Paradise ponders: a new project edition... Naturally I have a challenge right from the start! Yesterday I took delivery of a new UPS (store photo at right) for my office. One advantage of having run datacenters in the past is that I know a bit about UPS technology (datacenters make extensive use of them) – something that comes in very handy when selecting one for my own use.
The main problem I'm trying to solve is providing power for the (hopefully short) period of time between the time we lose main power and the time my backup generator kicks in. Generally that's around 30 seconds. A secondary problem I'd like to solve is to mitigate the effects of “dirty power” (brownouts, momentary outages, surges) on the computer equipment in my office. We had an example of a momentary outage last week, and it took me a couple of hours afterwards to get everything back up and running. It was that experience that prompted me to pull the trigger on ordering a UPS.
The one I bought is an “online” type, meaning that it has an inverter that continuously outputs 60 Hz sine wave 120 VAC. That inverter is powered from a battery, and the battery is continuously charged when there's 120 VAC available at its input (in other words, when the power is up). Most UPSs designed for home or small office use are a different type: “standby”. These UPSs only produce power when the main power fails, and there's always a brief “glitch” when the power switches over. Furthermore, standby UPSs aren't very good at dealing with brownouts or intermittent power outages. The datacenters I managed all used online UPSs, as hard experience with the problems caused by standby UPSs long ago convinced datacenter operators to stay away from them.
Another thing I learned while managing datacenters is that you really don't want to run an online UPS anywhere near its rated capacity. Doing so will reduce reliability (not exactly a feature in a UPS!) and, perhaps surprisingly, cause them to make much more noise. The latter is because in order to cool the power electronics (for the inverter, primarily) at maximum capacity, the fans in the unit generally run full blast – but when running well below their capacity, they can (and usually do) run much more slowly.
So I selected a UPS with roughly twice the capacity I actually need (I need 1,500 VA, so I bought one rated at 3,000 VA). Everything I read about it validated the thought that this would reduce noise, and I know enough about electronics to know that it will also increase its lifetime. The particular model I selected is 120 VAC in and 120 VAC out, matching the power I had available at the place I wanted to mount it, and the power I need for my computers.

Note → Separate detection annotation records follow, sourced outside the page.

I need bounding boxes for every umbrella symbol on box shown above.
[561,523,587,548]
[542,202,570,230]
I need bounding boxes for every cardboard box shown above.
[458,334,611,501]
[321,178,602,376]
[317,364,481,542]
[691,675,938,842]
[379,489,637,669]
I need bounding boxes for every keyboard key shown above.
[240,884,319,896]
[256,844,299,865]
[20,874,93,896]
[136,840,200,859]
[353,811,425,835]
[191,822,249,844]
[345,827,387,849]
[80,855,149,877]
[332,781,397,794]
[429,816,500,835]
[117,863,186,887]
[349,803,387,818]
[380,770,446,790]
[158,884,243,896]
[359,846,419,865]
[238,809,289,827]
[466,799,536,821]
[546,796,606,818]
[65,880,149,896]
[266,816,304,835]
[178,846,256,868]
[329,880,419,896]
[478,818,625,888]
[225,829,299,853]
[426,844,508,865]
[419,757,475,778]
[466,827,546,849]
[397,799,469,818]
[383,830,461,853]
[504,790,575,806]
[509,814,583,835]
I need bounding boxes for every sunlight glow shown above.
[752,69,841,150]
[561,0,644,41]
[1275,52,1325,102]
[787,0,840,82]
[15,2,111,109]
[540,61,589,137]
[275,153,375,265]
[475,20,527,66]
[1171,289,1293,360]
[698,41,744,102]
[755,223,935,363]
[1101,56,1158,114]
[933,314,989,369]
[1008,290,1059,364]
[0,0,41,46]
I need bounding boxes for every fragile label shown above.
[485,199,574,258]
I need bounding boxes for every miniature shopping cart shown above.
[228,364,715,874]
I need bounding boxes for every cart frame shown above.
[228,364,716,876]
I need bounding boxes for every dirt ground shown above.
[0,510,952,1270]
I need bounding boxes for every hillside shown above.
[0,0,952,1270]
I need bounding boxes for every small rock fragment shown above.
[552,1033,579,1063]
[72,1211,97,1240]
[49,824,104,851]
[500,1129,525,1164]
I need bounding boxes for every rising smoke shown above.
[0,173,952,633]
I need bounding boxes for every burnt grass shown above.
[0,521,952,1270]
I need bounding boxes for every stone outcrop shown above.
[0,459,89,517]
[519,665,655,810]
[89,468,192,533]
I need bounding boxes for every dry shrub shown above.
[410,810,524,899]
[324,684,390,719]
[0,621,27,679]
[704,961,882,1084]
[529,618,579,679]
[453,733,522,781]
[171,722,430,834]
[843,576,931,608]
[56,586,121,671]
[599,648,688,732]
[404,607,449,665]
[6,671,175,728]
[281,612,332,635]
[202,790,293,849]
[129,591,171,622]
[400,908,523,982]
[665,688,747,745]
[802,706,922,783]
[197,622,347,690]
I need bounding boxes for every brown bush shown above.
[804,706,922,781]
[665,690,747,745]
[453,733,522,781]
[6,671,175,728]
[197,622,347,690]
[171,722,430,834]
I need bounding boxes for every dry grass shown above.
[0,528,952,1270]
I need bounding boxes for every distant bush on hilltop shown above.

Here's where the challenge arises. A 3,000 VA UPS will draw nearly 30 amps from its 120 VAC input if it's running at max capacity. Standard 120 VAC outlets, the kind you're used to using every day, are rated usually at 15 amps, sometimes at 20. They can't safely handle a 30 amp load. I knew this, but it never occurred to me when I ordered the UPS. So when I unpacked it yesterday, I noticed immediately that it had a weird plug (just like the one at right). Of course I do not have a receptacle matching that plug, nor do I have a circuit installed that can handle 30 amps. Dang it! So yesterday evening Debbie and I headed for Home Depot, where I bought all the parts I'd need to install a matching (NEMA L5-30R) receptacle and run a 30 amp circuit to it. Today I'll be installing it. I have a subpanel already installed just 30 feet from where I need the receptacle, so this really isn't all that big a deal. But so much for my careful planning! I fully expected to unpack that UPS, plug it in, and be done. Not so much!